> The database is obviously not able to tell that there will never be any values...

mulander · on Feb 1, 2021

No, I don't think statistics can let you get away with this. Databases are concurrent, you can't guarantee that a different session will not insert a record that invalidates your current statistics.

You could argue that it should be able to use it if the table has a check constraint preventing severity_id above 7 being ever inserted. That is something that could be done, I don't know if PostgreSQL does it (I doubt it) or how feasable it would be.

Is SQL Server able to make an assumption like that purely based on statistics? Genuine question.

GordonS · on Feb 1, 2021

> No, I don't think statistics can let you get away with this. Databases are concurrent, you can't guarantee that a different session will not insert a record that invalidates your current statistics.

Of course you can't make a guarantee like that, but why would you need to? Statistics are there to guide planner choices, not make cast iron predictions.

mulander · on Feb 1, 2021

Let us say that in our example table we have 100 000 records with severit_id < 7, 200 000 with severity_id = 7 and 3 records with severity_id = 8.

Statistics claim 100k id < 7, 200k id = 7 and 0 with id > 7. The last 3 updates could have happened right before our query, the statistics didn't update yet.

Let us assume that we blindly trust the statistics and they currently state that there are absolutely no values with severity_id > 7 and you have a query WHERE severity_id != 7 and a partial index on severity_id < 7.

If you trust the statistics and actually use the index the rows containing severity_id = 8 will never be returned by the query even if they exist. So by using the index you only scan 100 k rows and never touch the remaining ~200k. However this query can't be answered without scanning all ~300k records. This means, that on the same database you would get two different results for the exact same query if you decided to drop the index after the first run. The database can't fall back and change the plan during execution.

Perhaps I misunderstood you originally. I thought you suggested that the database should be able to know that it can still use the index because currently the statistics claim that there are no records that would make the result incorrect. You are of course correct, that the statistics are there to guide the planner choices and that is how they are used within PostgreSQL - however some plans will give different results if your assumption about data are wrong.
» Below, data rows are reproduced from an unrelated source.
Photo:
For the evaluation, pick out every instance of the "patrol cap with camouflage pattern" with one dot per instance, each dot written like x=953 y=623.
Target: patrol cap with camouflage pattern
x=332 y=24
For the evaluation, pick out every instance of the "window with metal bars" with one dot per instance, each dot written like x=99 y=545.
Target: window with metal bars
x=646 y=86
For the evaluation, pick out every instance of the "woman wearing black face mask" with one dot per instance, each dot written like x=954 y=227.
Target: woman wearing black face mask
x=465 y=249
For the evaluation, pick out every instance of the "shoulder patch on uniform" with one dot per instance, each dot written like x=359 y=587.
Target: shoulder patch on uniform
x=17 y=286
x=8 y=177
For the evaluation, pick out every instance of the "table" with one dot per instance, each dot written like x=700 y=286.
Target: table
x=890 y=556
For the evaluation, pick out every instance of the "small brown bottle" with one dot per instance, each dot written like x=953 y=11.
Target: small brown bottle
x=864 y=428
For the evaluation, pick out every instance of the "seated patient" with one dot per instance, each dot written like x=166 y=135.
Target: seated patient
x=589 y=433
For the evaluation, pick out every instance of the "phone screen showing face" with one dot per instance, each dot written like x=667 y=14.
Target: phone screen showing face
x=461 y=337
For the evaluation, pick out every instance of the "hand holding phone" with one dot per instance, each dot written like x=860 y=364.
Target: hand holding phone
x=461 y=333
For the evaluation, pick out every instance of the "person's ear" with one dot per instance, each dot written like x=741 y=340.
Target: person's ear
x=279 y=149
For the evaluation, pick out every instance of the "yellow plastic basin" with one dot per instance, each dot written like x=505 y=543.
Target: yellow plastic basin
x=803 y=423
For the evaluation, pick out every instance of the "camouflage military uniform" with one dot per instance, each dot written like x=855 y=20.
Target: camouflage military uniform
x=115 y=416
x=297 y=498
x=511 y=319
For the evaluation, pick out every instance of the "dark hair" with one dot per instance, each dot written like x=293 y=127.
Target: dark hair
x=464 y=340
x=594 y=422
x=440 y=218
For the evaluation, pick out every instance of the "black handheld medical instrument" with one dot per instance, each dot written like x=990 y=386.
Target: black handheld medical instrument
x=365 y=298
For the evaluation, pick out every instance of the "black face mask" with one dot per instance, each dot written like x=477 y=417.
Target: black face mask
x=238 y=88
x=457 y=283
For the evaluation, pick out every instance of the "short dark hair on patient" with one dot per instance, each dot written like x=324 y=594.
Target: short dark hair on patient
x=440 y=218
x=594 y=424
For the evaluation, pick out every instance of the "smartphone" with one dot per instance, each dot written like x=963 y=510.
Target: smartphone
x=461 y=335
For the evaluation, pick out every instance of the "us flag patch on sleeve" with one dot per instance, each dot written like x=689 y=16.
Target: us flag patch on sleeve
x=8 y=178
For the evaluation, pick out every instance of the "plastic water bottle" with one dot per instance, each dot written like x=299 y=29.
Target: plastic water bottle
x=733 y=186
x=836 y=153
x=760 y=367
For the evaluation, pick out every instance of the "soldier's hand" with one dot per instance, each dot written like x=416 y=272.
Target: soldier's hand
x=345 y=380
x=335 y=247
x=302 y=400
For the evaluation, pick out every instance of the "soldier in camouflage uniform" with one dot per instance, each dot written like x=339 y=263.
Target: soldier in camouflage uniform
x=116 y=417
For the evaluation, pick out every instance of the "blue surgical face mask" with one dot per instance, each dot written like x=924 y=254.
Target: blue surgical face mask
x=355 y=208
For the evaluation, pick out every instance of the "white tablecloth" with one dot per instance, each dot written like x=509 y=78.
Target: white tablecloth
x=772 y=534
cmeacham98 · on Feb 1, 2021

Because the database has to decided whether or not to use the index. If it decides to use the index, and there are values above 7, then it will misbehave (the query will miss those results). Now of course the database could then scan the rows for values above 7 it missed but at that point there's no point in using the index and you might as well have row scanned for the original query.

As a result, the database has to be 100% sure that there are no values _at all_ above 7 to safely and efficiently use the index, ex. when there's a constraint.

mattb314 · on Feb 1, 2021

I doubt it? At least the number times the "last updated" column appears on SQL server stats [1] leads me to believe it collects stats async with updates to the table.

The only system I've heard of that relies on up-to-date statistics for correctness is snowflake (long but interesting talk here [2]), where having accurate max/mins for each micro partition is really helpful for cutting down the amount of data in the large range scan queries common in BI. I'd guess that being a BI system, snowflake can get away with higher row update latency too.

[1] https://www.sqlshack.com/sql-server-statistics-and-how-to-pe...

[2] https://www.youtube.com/watch?v=CPWn1SZUZqE

londons_explore · on Feb 1, 2021

All statistics in postgres are considered best effort guidance. Even if the statistics are wrong it can never impact the correctness of the results.